Fourth Cohort of Lustgarten-Whitney Fellows Announced

A game designer, entrepreneur, and computational biologist are set to receive scholarship aid from Columbia Engineering’s Computer Science MS Bridge Program.

Jun 12 2024 | By Bernadette Young

Columbia Engineering has announced the new cohort of Lustgarten-Whitney fellows from the MS Bridge Program of the computer science department. The program offers individuals from non-computer science backgrounds and those without programming experience the opportunity to gain the necessary knowledge and skills for tech careers. The recipients of this year’s Lustgarten-Whitney fellowships are Ashley Cho, Vinayak Kannan, and Erica Koyama. 

The year-long MS Bridge program consists of introductory computer science classes, providing a seamless transition into Columbia Engineering’s MS program in computer science.

"The goal of this program has always been to bring in students who did not previously pursue a computer science major or career, and I think our cohorts reflect that mission," said Tony Dear, a lecturer in discipline at Columbia Engineering and the MS Bridge program advisor. "Every year, we have a very talented and motivated set of students coming in, and they have backgrounds in areas like other engineering fields, economics and finance, math and statistics, policy, law, the arts, and more."

Now in its fourth year, the program continues to grow, and curriculum updates focus on providing students with a more tailored approach, ensuring they have the foundational knowledge and skills needed to thrive and make meaningful contributions to the engineering field. This enables students to deepen their understanding of core concepts and explore specialized areas of interest, such as intelligent systems. By incorporating more math classes into their coursework, students gain valuable analytical and problem-solving skills essential for success in advanced engineering disciplines.

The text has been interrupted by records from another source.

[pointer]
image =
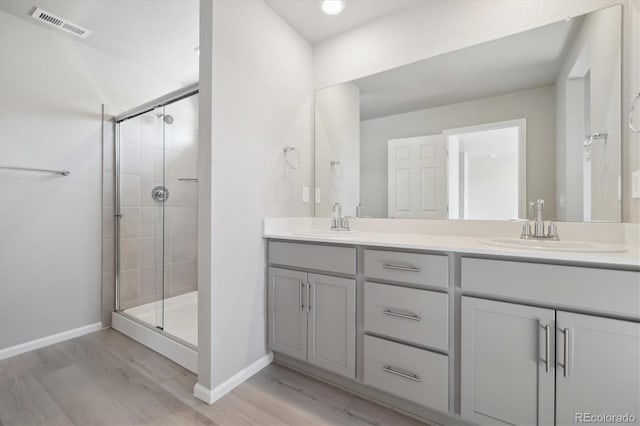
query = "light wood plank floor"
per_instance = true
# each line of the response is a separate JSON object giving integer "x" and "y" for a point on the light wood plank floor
{"x": 105, "y": 378}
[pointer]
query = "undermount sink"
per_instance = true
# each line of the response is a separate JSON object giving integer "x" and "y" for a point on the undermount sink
{"x": 327, "y": 233}
{"x": 550, "y": 245}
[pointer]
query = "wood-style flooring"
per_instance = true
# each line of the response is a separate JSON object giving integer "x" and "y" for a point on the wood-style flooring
{"x": 105, "y": 378}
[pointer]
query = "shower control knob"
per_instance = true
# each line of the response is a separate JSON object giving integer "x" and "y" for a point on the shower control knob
{"x": 160, "y": 193}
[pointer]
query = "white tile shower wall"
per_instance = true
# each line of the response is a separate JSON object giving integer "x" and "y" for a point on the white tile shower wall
{"x": 153, "y": 154}
{"x": 51, "y": 93}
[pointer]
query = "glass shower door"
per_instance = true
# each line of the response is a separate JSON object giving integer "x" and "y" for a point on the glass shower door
{"x": 142, "y": 198}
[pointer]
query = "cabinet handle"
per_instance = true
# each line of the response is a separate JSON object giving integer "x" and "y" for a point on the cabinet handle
{"x": 391, "y": 313}
{"x": 547, "y": 334}
{"x": 411, "y": 376}
{"x": 300, "y": 290}
{"x": 566, "y": 351}
{"x": 401, "y": 268}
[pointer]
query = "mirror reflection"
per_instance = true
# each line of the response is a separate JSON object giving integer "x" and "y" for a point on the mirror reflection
{"x": 479, "y": 132}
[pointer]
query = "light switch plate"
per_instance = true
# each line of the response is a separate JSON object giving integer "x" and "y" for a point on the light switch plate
{"x": 635, "y": 184}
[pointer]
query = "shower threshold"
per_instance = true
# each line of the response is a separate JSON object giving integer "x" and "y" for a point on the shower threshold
{"x": 172, "y": 342}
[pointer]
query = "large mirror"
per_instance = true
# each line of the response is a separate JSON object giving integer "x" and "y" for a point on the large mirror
{"x": 479, "y": 132}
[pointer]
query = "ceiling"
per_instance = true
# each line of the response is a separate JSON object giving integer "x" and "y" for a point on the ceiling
{"x": 157, "y": 34}
{"x": 307, "y": 19}
{"x": 518, "y": 62}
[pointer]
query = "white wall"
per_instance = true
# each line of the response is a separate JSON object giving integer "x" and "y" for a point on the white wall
{"x": 337, "y": 138}
{"x": 439, "y": 26}
{"x": 257, "y": 74}
{"x": 491, "y": 187}
{"x": 51, "y": 91}
{"x": 536, "y": 105}
{"x": 595, "y": 49}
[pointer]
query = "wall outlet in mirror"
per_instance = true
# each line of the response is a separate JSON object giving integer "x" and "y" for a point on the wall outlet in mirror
{"x": 635, "y": 184}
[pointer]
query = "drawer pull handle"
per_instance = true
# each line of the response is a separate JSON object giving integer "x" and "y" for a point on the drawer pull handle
{"x": 401, "y": 268}
{"x": 410, "y": 376}
{"x": 399, "y": 315}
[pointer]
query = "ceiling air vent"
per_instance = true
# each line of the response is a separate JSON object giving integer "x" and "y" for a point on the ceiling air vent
{"x": 60, "y": 23}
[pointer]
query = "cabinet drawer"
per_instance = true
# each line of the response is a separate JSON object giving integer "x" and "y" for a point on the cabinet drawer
{"x": 416, "y": 316}
{"x": 309, "y": 256}
{"x": 606, "y": 290}
{"x": 414, "y": 268}
{"x": 413, "y": 374}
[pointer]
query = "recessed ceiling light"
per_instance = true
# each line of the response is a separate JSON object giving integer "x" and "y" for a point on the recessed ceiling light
{"x": 332, "y": 7}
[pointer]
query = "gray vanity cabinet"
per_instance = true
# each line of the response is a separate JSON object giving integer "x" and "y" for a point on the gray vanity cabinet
{"x": 507, "y": 369}
{"x": 332, "y": 324}
{"x": 287, "y": 332}
{"x": 312, "y": 318}
{"x": 603, "y": 370}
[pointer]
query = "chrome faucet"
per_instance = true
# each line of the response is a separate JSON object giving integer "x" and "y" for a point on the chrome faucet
{"x": 538, "y": 226}
{"x": 339, "y": 223}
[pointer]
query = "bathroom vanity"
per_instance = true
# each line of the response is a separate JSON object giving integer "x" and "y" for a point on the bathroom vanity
{"x": 452, "y": 330}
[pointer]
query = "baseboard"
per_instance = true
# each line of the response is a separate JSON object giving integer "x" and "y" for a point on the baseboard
{"x": 212, "y": 395}
{"x": 176, "y": 352}
{"x": 49, "y": 340}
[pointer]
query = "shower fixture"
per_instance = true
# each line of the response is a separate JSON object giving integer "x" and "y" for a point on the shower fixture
{"x": 168, "y": 118}
{"x": 588, "y": 142}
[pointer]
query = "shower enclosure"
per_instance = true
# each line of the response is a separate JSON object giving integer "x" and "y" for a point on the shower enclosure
{"x": 156, "y": 202}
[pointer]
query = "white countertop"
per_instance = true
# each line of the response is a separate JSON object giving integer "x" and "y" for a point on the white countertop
{"x": 448, "y": 243}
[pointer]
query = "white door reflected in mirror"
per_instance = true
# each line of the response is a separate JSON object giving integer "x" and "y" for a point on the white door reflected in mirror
{"x": 486, "y": 170}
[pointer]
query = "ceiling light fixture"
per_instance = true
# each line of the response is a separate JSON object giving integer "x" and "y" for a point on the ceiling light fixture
{"x": 332, "y": 7}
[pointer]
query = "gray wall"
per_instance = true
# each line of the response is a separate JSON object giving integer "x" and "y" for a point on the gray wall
{"x": 51, "y": 91}
{"x": 256, "y": 73}
{"x": 536, "y": 105}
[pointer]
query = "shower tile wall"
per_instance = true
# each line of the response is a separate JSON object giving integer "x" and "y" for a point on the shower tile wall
{"x": 141, "y": 226}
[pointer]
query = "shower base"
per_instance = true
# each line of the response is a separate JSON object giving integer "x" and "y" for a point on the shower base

The Lustgarten-Whitney fellowship is made possible by the generous support of Janet Lustgarten MS’85. The fellows are selected based on their outstanding academic performance in the program and their capacity to utilize computer science across diverse fields.

About the new fellows:

Ashely Cho

Ashley Cho

Ashley Cho is a Rochester Institute of Technology graduate with a BS in game design and development. She received the RIT Founders International Scholarship for all four years of undergraduate study and graduated magna cum laude in 2022.

Cho fell in love with programming while an undergraduate and applied to the MS Bridge Program to develop her skills and become a software engineer. She plans to take the Vision, Graphics, Interaction, and Robotics Track during her master's to prepare for a career in computer vision.

Vinayak Kannan

Vinayak Kannan

Vinayak Kannan graduated from the University of Michigan (Ross School of Business) with a BBA in business administration with honors in 2020. He worked at McKinsey and Company and for his own financial technology startup when he realized he had gaps in knowledge, particularly in the mathematics and statistics surrounding machine learning (ML) and artificial intelligence (AI). He applied to the MS Bridge Program to gain computational skills and prepare for a career in machine learning and AI, either in a hands-on-keyboard role as a machine learning engineer or as a consultant driving change as a technology leader.

Aside from taking ML and AI Bridge courses, Kannan is collaborating with Professor Gita Johar at Columbia Business School on a project developing a topic modeling pipeline to automate and scale a trustworthy, fact-checking pipeline to combat the spread of misinformation.

Erica Koyama

Erica Koyama

Erica Koyama is a recent graduate of Soka University of America with a BA in liberal arts and a concentration in life sciences. For her senior thesis, she designed and synthesized a drug inspired by known anti-cancer therapeutics, tested its efficacy on human cancer cells, and leveraged bioinformatics to measure the drug’s impact on cellular RNA levels. While working in the wet lab, she recognized the power of computer science when the computational tools she used resulted in significant insights that guided the direction of her research.

She is interested in developing algorithms that model molecular and cell dynamics to better elucidate drug interaction with the body and to aid with drug design. During the Bridge year, she plans to gain expertise in programming, machine learning, and computational modeling to prepare for the machine learning/computational biology track of the master's program.